In Progress
Unit 1, Lesson 1
In Progress

Gradual Stiffening

Video transcript & code

RFC822 defines a textual message format that forms the basis for many internet protocols, including email and HTTP. You've seen it if you've ever looked at a raw email message: it consists of a header section where keys are separated from values by a colon. Then there is a double CR/LF, and the message body commences.

Let's say we have some RFC822-format files, and we want to convert the metadata in their headers to JSON format.

filename: confident-ruby.monolith

number: 1

name: confident-ruby-001

role: source



puts "Hello, world"    

We decide to use Ruby, but since this is just a one-off conversion of a few files, we decide to use Ruby straight from the command line.

ruby -n -a -rjson \
     -e 'BEGIN { $/="\r\n"; $;=/:\s*/; headers={} }' \
     -e 'break if $F.size < 2' \
     -e 'headers[$F[0]] = $F[1].chomp' \
     -e 'END { puts JSON.pretty_generate(headers) }' \
     < data.txt

We pass Ruby the -n flag, telling it to loop over the lines of input data, and the -a flag, telling it to automatically split each line into fields in a special array.
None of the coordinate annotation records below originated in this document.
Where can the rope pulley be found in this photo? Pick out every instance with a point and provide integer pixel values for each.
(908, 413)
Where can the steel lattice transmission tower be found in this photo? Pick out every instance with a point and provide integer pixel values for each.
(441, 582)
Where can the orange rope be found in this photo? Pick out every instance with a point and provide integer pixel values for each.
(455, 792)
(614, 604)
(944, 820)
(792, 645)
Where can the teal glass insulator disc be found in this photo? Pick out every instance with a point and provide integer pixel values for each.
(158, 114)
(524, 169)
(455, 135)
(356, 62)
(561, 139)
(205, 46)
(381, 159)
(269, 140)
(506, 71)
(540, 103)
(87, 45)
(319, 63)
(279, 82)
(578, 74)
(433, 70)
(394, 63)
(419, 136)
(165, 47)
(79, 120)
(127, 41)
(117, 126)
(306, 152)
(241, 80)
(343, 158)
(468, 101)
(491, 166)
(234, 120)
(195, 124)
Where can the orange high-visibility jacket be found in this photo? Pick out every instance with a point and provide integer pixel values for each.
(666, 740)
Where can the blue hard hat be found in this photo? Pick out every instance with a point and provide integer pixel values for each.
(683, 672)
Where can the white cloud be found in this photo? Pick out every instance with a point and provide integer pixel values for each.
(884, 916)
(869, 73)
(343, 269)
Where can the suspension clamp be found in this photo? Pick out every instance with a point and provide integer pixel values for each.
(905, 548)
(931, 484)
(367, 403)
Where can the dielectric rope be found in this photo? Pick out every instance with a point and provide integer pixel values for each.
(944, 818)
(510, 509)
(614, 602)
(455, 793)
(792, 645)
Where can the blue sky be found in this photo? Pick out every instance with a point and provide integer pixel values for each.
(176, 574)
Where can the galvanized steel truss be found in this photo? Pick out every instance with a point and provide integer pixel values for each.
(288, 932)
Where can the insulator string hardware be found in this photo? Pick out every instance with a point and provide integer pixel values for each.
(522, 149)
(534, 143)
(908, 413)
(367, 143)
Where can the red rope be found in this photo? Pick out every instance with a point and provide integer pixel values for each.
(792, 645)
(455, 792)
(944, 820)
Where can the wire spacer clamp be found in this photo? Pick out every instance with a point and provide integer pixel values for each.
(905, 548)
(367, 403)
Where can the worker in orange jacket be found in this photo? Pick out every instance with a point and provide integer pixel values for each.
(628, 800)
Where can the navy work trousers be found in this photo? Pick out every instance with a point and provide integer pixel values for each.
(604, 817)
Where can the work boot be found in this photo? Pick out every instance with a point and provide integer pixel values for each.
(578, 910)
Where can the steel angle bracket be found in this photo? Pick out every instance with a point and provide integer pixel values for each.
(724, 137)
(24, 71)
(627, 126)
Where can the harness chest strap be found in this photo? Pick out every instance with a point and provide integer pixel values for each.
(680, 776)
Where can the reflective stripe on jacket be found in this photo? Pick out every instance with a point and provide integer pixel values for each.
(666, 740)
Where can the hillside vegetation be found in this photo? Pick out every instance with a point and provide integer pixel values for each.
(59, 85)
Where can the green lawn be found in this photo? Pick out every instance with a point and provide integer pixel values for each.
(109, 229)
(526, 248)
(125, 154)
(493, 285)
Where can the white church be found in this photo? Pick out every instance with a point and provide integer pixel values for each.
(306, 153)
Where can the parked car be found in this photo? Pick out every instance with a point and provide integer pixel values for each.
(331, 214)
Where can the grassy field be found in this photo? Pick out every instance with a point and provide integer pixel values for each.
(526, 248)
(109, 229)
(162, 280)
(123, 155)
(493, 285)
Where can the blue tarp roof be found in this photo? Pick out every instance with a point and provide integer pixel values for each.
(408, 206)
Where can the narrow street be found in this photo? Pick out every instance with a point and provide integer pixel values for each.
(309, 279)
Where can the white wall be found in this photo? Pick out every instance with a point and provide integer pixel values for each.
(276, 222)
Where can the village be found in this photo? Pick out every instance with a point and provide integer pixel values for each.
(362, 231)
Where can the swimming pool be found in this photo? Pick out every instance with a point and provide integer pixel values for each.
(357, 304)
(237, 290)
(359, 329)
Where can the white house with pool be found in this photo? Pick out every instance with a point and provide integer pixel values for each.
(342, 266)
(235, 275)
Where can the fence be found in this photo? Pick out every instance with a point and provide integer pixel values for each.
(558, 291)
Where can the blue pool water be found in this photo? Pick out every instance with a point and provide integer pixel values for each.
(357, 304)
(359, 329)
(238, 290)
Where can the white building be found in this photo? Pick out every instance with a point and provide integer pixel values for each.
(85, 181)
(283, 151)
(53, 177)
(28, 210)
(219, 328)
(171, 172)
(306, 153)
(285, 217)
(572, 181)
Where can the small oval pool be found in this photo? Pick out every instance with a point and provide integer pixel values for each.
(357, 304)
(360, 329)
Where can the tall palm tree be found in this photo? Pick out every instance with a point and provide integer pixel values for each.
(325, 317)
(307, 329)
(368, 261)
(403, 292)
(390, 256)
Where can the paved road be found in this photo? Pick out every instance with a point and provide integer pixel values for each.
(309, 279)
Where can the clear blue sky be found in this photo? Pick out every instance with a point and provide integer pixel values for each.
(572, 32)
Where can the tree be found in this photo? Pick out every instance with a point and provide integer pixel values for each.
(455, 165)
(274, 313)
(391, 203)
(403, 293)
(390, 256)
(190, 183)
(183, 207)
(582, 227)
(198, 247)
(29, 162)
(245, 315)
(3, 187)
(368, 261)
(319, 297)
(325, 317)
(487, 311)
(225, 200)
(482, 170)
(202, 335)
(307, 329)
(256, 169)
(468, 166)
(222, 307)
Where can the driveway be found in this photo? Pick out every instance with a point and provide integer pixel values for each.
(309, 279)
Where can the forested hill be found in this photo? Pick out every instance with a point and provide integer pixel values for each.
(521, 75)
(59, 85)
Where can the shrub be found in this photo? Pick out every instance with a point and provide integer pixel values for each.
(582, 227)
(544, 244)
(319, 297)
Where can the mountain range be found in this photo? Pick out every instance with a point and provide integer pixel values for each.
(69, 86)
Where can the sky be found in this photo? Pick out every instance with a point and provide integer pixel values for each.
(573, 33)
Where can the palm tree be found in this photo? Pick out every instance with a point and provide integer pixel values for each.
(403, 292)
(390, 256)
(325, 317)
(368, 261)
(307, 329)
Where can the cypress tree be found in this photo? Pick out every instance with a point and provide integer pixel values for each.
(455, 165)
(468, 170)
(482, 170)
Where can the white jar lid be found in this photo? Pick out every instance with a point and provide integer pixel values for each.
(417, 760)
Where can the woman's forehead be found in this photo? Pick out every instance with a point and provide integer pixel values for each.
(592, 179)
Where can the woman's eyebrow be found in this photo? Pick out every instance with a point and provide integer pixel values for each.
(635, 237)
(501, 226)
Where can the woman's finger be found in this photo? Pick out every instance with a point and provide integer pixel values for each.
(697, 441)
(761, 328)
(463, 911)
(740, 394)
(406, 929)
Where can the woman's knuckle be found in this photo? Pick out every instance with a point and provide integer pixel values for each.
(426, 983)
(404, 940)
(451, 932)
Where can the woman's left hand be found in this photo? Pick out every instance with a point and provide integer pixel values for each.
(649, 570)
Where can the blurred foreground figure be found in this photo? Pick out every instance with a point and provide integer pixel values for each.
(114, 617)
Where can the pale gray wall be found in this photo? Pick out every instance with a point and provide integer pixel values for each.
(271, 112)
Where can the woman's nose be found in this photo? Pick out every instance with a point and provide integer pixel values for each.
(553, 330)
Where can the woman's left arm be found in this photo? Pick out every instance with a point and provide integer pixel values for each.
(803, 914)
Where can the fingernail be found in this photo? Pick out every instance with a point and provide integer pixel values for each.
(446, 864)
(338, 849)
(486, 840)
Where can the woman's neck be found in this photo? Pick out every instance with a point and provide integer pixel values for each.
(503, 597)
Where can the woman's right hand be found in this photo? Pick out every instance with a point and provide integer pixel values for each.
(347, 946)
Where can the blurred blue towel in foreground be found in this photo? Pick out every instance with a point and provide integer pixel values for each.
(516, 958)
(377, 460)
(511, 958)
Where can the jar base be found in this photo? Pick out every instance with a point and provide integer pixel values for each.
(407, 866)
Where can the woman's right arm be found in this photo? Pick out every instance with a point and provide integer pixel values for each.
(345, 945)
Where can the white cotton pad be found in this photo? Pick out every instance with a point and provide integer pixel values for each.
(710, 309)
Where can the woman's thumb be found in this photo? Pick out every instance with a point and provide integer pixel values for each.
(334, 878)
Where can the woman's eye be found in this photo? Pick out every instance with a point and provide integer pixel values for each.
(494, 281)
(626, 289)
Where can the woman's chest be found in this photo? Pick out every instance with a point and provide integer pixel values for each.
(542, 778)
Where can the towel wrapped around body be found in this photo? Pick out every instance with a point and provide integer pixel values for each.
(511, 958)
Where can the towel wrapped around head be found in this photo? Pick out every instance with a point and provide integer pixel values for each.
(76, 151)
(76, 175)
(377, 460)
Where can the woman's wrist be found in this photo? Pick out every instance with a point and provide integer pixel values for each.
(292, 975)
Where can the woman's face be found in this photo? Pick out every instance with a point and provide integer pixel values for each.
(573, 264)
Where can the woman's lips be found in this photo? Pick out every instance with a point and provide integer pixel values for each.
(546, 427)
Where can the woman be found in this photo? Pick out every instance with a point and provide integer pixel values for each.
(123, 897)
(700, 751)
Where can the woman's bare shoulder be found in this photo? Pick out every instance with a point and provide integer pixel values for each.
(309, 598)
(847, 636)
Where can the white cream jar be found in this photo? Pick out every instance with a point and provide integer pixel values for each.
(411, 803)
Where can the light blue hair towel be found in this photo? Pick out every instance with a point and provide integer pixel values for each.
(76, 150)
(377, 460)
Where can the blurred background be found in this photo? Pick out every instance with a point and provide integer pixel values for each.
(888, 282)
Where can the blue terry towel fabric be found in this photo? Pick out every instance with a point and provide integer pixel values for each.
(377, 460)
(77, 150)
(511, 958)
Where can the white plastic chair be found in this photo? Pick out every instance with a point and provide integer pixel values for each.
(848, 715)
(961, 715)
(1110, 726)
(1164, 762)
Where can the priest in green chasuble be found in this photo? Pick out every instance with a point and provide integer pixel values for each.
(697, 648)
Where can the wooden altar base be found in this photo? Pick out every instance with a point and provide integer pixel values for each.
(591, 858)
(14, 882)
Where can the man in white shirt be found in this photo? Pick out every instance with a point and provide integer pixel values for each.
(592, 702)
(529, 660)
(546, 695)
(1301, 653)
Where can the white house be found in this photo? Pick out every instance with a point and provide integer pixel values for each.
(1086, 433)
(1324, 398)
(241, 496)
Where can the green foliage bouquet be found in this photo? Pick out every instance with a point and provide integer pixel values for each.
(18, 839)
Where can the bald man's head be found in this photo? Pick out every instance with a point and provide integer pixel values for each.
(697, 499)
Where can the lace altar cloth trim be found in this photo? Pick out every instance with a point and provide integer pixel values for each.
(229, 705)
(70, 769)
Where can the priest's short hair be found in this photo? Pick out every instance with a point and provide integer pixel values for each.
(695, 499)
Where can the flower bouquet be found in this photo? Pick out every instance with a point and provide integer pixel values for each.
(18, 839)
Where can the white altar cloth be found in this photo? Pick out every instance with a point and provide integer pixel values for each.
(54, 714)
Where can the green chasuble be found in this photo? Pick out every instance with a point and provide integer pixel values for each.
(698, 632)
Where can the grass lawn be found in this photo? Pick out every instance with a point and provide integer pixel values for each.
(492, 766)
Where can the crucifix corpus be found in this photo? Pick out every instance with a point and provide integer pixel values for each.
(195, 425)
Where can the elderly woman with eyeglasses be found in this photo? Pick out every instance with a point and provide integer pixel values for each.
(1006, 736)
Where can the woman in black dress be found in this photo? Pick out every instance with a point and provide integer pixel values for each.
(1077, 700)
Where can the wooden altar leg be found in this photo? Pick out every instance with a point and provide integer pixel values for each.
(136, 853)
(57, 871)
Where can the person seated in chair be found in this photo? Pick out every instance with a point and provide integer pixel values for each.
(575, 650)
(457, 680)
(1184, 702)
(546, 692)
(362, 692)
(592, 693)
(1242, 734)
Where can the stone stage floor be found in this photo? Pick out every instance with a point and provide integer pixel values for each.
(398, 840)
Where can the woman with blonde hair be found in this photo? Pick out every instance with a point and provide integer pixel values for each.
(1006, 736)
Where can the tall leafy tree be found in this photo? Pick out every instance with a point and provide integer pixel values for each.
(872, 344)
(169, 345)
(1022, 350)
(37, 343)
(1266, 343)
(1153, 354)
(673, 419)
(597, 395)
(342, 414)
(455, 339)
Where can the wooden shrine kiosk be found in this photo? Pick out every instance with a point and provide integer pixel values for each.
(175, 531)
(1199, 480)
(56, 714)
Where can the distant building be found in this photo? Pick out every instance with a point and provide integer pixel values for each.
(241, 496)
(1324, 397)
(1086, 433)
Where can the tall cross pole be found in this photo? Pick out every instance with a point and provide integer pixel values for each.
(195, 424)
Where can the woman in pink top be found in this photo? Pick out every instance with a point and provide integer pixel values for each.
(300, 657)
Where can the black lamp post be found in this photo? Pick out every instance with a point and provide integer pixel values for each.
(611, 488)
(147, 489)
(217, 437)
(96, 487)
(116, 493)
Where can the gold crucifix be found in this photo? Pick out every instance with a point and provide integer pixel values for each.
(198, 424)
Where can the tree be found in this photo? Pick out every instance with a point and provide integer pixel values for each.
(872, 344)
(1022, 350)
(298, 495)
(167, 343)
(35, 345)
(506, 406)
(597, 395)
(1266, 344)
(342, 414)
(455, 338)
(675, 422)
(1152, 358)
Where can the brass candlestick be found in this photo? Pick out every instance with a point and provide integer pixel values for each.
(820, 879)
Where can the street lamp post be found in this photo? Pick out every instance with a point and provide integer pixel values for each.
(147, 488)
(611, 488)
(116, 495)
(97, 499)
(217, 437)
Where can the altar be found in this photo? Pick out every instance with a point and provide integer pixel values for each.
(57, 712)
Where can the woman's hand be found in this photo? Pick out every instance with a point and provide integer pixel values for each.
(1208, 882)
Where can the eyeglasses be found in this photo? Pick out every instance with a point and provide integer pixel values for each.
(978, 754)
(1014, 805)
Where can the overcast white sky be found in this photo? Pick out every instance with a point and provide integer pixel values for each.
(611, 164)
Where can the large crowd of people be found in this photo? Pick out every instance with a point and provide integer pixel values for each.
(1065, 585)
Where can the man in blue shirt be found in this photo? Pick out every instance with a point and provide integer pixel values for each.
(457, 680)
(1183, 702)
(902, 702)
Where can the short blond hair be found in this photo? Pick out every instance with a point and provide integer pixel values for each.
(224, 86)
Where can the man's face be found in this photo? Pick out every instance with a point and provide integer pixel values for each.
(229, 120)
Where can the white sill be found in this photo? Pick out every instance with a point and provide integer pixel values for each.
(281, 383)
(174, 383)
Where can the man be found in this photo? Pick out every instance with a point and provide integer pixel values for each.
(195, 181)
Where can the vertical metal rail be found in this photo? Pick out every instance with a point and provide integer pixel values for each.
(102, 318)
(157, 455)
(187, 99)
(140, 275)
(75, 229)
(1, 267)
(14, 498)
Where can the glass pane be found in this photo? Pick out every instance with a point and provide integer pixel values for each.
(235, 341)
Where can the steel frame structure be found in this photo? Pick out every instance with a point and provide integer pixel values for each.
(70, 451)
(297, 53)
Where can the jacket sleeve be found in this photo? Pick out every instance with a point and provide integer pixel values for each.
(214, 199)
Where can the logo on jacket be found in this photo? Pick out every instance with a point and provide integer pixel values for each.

We also tell it to require the json library.

Then we start writing code. The first line is a BEGIN block, which will be executed just once before the implicit loop starts. In it we set customize some language defaults. We set the input record separator to be a carriage return followed by a linefeed, instead of just a linefeed. We set the input field separator to a colon followed by whitespace. This will split up headers into key and value fields. Then we initialize a variable called headers to be an empty Hash.

Next, we begin writing the body of the implicit loop. This code will be executed once for each line of input. If the size of the special $F array, which contains the automatically split-up fields from the current line, is less than two, it means we have probably run out of headers to process, and so we break out of the loop.

Otherwise, we continue. We take the first field in the fields array, which contains the header name, and make it a key in the headers variable. We take the second field, which contains the header value, and assign it as the value of that key, after first removing the trailing CRLF with #chomp.

Finally, tell Ruby what to do after the loop is finished, with an END block. In the block, we convert the collected headers hash into JSON and pretty-print it to standard out.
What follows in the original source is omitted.